A Texas court may exercise jurisdiction over a nonresident if the Texas long-arm statutes authorize the exercise of jurisdiction, and if the exercise of jurisdiction is consistent with state and federal constitutional guarantees of due process. Guardian Royal Exch. v. English China, 815 S.W.2d 223, 226 (Tex.1991); Schlobohm v. Schapiro, 784 S.W.2d 355, 356 (Tex.1990). Found at Tex. Civ. Prac. & Rem.Code Ann. §§ 17.041-17.069 (Vernon 1986), the statutes specifically authorize the exercise of jurisdiction over nonresidents “doing business” in Texas. When a person “commits a tort in whole or in part in [Texas]” he is, by statutory mandate, “doing business.” Tex. Civ. Prac. & Rem.Code Ann. § 17.042 (Vernon 1986).
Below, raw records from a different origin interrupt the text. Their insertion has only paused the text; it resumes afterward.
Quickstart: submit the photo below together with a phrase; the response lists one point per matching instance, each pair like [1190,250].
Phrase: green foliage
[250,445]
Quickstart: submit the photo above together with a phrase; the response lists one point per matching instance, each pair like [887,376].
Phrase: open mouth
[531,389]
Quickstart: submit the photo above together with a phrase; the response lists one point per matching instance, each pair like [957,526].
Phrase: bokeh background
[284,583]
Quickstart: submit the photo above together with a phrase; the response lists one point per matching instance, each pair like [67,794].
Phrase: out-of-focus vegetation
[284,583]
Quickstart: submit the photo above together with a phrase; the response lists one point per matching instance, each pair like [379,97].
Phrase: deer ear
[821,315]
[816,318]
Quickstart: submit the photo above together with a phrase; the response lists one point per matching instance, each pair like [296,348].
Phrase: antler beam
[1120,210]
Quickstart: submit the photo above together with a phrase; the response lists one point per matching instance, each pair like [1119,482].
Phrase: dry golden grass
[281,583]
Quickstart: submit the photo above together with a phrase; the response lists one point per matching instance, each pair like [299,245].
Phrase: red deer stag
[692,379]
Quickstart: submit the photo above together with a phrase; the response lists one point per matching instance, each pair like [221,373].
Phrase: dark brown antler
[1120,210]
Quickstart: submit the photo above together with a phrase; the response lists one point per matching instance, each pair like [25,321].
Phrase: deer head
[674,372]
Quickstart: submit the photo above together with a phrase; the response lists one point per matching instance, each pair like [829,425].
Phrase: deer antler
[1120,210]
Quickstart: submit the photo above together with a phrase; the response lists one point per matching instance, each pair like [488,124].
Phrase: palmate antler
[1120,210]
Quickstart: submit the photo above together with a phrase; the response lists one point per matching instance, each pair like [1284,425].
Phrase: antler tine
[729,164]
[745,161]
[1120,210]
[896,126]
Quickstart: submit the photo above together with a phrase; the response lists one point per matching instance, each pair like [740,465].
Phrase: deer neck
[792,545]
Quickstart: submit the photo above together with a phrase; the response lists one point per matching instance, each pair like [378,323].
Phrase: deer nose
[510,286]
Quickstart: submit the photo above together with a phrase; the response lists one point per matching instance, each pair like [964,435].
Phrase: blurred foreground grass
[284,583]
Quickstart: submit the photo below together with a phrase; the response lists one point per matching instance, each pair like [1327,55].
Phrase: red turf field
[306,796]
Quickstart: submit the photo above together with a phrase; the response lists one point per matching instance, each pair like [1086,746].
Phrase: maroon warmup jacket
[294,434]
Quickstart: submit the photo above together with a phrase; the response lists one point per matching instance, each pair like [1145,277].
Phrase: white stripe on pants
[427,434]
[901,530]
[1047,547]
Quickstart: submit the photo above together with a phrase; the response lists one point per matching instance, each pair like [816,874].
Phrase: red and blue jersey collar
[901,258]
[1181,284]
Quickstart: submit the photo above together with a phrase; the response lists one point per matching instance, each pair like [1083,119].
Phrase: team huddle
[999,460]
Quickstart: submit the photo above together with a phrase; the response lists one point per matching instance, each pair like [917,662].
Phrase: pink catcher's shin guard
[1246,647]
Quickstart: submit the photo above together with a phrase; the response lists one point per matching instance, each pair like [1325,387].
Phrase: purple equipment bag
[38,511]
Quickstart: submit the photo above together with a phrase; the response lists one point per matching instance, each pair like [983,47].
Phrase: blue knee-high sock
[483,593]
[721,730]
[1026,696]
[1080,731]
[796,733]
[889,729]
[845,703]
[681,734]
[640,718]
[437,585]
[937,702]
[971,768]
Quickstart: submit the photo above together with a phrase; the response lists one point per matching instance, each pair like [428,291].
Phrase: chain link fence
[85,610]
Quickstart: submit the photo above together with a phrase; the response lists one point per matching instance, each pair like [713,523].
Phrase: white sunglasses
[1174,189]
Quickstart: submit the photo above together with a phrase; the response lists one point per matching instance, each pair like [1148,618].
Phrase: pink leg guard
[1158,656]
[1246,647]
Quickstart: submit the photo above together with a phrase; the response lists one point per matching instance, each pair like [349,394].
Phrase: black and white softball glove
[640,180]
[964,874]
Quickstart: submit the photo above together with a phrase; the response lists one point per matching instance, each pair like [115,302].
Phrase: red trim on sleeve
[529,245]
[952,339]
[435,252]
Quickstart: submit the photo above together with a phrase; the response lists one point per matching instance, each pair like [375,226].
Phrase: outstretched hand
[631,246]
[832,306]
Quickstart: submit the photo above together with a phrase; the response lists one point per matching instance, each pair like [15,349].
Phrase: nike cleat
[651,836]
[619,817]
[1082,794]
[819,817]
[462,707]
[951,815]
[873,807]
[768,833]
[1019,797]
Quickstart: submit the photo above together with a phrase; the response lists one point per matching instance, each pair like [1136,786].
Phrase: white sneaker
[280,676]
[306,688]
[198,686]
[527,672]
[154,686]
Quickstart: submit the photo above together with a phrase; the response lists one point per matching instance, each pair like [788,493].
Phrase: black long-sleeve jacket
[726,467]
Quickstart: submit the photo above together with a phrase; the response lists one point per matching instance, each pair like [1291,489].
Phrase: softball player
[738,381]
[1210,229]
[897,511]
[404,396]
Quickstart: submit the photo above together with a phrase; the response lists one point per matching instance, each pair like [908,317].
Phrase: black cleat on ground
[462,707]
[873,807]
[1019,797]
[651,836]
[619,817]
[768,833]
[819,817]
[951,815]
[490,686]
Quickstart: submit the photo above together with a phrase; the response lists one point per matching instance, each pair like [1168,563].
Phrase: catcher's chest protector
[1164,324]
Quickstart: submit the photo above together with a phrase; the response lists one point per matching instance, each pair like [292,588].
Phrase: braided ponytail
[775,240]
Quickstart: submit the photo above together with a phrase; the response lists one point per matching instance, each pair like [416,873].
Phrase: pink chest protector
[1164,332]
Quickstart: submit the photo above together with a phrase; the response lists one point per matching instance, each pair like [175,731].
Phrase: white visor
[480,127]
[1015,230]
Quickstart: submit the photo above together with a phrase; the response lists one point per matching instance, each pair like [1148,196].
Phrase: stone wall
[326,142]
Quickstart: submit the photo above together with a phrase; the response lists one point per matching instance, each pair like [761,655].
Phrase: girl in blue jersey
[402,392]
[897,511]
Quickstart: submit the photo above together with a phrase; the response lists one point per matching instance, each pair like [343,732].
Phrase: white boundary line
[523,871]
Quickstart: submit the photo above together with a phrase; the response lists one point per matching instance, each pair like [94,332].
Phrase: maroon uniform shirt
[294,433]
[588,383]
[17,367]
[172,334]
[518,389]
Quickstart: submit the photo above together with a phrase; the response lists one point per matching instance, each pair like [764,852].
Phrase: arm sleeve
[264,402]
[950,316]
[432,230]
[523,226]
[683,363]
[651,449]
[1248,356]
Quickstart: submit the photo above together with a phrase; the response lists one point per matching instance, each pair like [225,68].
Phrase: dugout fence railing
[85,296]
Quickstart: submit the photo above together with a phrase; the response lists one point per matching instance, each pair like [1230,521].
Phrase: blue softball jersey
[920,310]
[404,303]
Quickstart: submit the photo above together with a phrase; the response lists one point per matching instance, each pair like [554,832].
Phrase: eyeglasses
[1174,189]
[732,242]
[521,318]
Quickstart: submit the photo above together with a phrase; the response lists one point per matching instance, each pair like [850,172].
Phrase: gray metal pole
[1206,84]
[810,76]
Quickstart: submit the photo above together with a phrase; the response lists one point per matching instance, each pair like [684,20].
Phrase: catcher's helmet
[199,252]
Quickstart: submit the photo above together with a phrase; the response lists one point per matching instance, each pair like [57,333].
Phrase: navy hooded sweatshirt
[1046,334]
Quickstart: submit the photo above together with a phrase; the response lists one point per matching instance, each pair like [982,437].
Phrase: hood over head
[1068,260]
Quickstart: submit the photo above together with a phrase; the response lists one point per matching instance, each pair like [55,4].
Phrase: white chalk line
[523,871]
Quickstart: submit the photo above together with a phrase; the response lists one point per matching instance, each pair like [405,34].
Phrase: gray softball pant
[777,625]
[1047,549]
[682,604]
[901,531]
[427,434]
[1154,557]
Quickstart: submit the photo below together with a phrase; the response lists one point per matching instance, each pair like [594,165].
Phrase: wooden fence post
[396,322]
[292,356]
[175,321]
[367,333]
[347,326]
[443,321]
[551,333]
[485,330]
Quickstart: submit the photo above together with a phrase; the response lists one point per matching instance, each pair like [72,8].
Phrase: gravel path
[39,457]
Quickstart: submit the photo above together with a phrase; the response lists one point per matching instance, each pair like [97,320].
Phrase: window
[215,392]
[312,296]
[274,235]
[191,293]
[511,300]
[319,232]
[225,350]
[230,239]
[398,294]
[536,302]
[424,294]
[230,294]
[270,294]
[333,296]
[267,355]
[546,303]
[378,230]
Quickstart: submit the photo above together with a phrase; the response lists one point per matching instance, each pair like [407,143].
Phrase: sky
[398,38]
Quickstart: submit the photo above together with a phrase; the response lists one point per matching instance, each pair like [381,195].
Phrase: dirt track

De Prins correctly argues that the tort of slander occurs in the state in which it is heard, i.e., published or circulated. Keeton v. Hustler Magazine, Inc., 465 U.S. 770, 777, 104 S.Ct. 1473, 1479, 79 L.Ed.2d 790 (1984). We will assume, therefore, for the purposes of the following discussion, that Appellees were “doing business” in the State of Texas. The proper focus in determining if a nonresident is subject to the jurisdiction of Texas courts, however, is constitutional limitations of due process, not technical definitions of “doing business.” Wright Waterproofing Co. v. Applied Polymers, 602 S.W.2d 67, 70 (Tex.Civ.App.-Dallas 1980, writ ref'd n.r.e.).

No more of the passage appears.